Un homme résidant dans un foyer Adoma à Perpignan a été jugé pour vol avec effraction et menaces présumées après avoir été filmé en train de cambrioler l’établissement.

Un vol dans le foyer où il résidait
L’après-midi du 15 octobre, un dispositif policier est intervenu au sein du foyer ADOMA de Perpignan, une structure d’hébergement destinée aux personnes en difficulté et à l’accueil de migrants. Selon les premiers éléments rapportés par L’Indépendant, un résident de l’établissement, identifié comme Khalid, aurait été filmé par les caméras de surveillance en train de cambrioler un local interne durant la nuit.
Le matériel dérobé – principalement de l’électroménager – est estimé à 1 200 euros. La porte aurait été fracturée à coups de pied. Les images de vidéosurveillance ont formellement identifié le suspect, déjà connu des services de justice.
« Sale travailleuse française de merde »
Plus tôt dans la journée, le même individu aurait eu un comportement agressif envers d’autres résidents et le personnel.

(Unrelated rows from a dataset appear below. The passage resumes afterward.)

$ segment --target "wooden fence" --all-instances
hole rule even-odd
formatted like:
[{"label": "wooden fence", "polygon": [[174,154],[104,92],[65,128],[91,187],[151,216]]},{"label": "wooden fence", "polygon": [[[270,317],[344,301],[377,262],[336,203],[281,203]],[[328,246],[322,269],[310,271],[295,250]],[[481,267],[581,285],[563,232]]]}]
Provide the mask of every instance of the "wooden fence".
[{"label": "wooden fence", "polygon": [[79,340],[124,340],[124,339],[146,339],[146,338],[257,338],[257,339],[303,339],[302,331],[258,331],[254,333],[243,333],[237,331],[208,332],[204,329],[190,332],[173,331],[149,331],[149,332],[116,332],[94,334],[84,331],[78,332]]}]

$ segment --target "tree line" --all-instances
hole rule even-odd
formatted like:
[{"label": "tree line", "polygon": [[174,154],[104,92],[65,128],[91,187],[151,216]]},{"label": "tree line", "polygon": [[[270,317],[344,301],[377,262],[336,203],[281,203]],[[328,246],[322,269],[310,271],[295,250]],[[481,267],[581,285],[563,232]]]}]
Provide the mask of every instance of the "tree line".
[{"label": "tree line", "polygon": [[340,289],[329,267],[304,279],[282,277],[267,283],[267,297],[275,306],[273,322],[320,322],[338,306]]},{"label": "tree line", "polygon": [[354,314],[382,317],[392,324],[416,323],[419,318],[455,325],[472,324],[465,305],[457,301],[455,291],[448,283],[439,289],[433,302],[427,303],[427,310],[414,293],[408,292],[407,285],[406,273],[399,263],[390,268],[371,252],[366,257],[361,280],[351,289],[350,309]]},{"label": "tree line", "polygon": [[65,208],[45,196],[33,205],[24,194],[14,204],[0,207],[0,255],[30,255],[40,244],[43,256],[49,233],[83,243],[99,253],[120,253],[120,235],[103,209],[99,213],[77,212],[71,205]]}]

Selon les témoignages recueillis, il aurait proféré des menaces à l’encontre d’une secrétaire et d’un agent technique, tout en plantant un couteau dans le sol à l’extérieur du bâtiment. Il aurait également insulté une salariée de l’établissement.
Le mis en cause conteste toutefois ces accusations. À la barre, il affirme : « Je n’avais pas de couteau. Quand je suis alcoolisé, je m’insulte moi-même. » Il nie formellement avoir proféré des insultes ou menaces, malgré plusieurs témoignages concordants.
Une situation financière précaire mise en avant
Face au tribunal, le prévenu a reconnu le vol. Il a expliqué avoir agi par nécessité, déclarant être endetté à hauteur de 4 500 euros et avoir revendu le matériel pour 70 euros, somme qu’il dit avoir dépensée « pour acheter des bières, de la cocaïne et des cigarettes ».
Son avocat, Me Sow, a rappelé que la dernière condamnation de son client datait de 2014, plaidant pour une peine alternative à l’emprisonnement ferme.
Décision de justice
Le tribunal a prononcé une relaxe concernant les faits de menace, estimant que les preuves n’étaient pas suffisantes pour établir l’intentionnalité. En revanche, il a condamné le prévenu pour le vol aggravé : six mois de prison assortis d’un sursis probatoire et interdiction de présence au sein du foyer.